Name: 3 time nursing mom | Date: Jun 13th, 2006 8:25 AM
All I would like to say is for those who are interested, my husband and I found the answer to our similar difficulties in reading up on the "Theology of the Body", studying it, and putting it into practice. It is a life long study though, that greatly benefits sexual relationships.

However I understand not everyone will be open to what this is all about. Accepting it requires complete self sacrifice. But really, that is what marriage is really all about. Mutual complete self sacrifice. When marriages fail, it is because one or both parties refuse to sacrifice for the good of their marriage. Often this can be first reflected in the marital act of intimacy.

I am posting it, knowing that there will be those that will be critics of me for doing so. But I feel I must, for everytime I read postings like this, all I can think of is "Man! I am so glad those days are over for us!" and this study is why. We have found complete freedom in it.

So for those that have a heart for it, there it is. May you find as much joy in it as we have!

Any internet search of "Theology of the Body" in quotation marks will send a seeker in the right direction. Although it at first may appear to be directed to one specific group of people, all people will find wisdom in it.

There it is, take it or leave it.
Simply my 2 cents.

I wish you well. 

Name: Lynne n | Date: Jun 13th, 2006 7:25 PM
Have you sat down and talked things through maybe heis a bit depressed that can somretimes affect your sex drive.
I suffer with deperssion and am on meds for it but the meds give me a low sex drive,but luckly my husband understands as his mum suffers as well so when we do have sex we really give it our all! 

Name: SpiritMom | Date: Jun 13th, 2006 8:19 PM
Well, We have talked. We've talked quite a bit. He knows how it makes me feel. I don't know what else to do. I pray for him. I think I am going to check into this "Theology of the Body" listed in one of the post below. I love him and I'll never leave him, but it's certainly tough dealing with rejection. He's not a sufferer of depression. My mom as well suffers and takes mega doses of medication. My brother suffers as well. But not my husband. I hate to say this, but I don't think he enjoys it like most men do. Usually you hear all about the woman not wanting to give her man as much sex as he wants, but it's the other way around in my house. And there isn't a whole lot of material out there for it. Thanks 3Times Nursing Mom. Think I will check into what you said. I am certainly willing to have an open mind and try anything. I know my husband loves me. He told me again today how much he loves me. I just need more than talk though. I can't help fearing that the conception of this child may have been the last intimate moment we will have shared for a long time. I know prayer changes things and God gives of a grace to deal with situations that otherwise we wouldn't be able to deal with. Thanks for your prayers and your comments. I appreciate them more than you know. I wish you all the best. 
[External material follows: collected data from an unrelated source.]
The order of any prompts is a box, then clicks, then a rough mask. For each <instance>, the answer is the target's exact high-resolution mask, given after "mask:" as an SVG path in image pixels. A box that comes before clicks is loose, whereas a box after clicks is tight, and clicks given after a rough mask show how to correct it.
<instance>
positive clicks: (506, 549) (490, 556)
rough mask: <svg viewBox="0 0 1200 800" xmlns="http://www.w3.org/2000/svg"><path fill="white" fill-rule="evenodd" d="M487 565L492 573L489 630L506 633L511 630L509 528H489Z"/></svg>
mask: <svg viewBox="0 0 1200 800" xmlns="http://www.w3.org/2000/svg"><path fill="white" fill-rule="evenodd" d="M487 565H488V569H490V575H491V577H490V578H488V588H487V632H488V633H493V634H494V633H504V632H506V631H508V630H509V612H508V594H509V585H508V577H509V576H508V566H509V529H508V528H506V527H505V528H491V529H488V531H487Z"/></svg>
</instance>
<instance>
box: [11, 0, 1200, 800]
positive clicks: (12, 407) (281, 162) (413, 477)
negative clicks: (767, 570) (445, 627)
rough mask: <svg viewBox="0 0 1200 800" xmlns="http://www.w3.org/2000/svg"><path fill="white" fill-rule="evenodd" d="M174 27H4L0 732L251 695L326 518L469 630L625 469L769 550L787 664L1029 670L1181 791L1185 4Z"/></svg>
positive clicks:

Name: molly-may | Date: Aug 25th, 2006 5:05 PM
My boyfriend was the same way, we would have sex if I was lucky about once a month. I looked online and I think it has to do with diet. Is your husband eating poorly? Drinking pop? If so maybe he needs to change his eating habits. My boyfriend also had cancer when he was little and I am starting to think that the radation did something to him. I know he wasn't cheating on me, he just didn't like sex. Let me know if your problems got any better.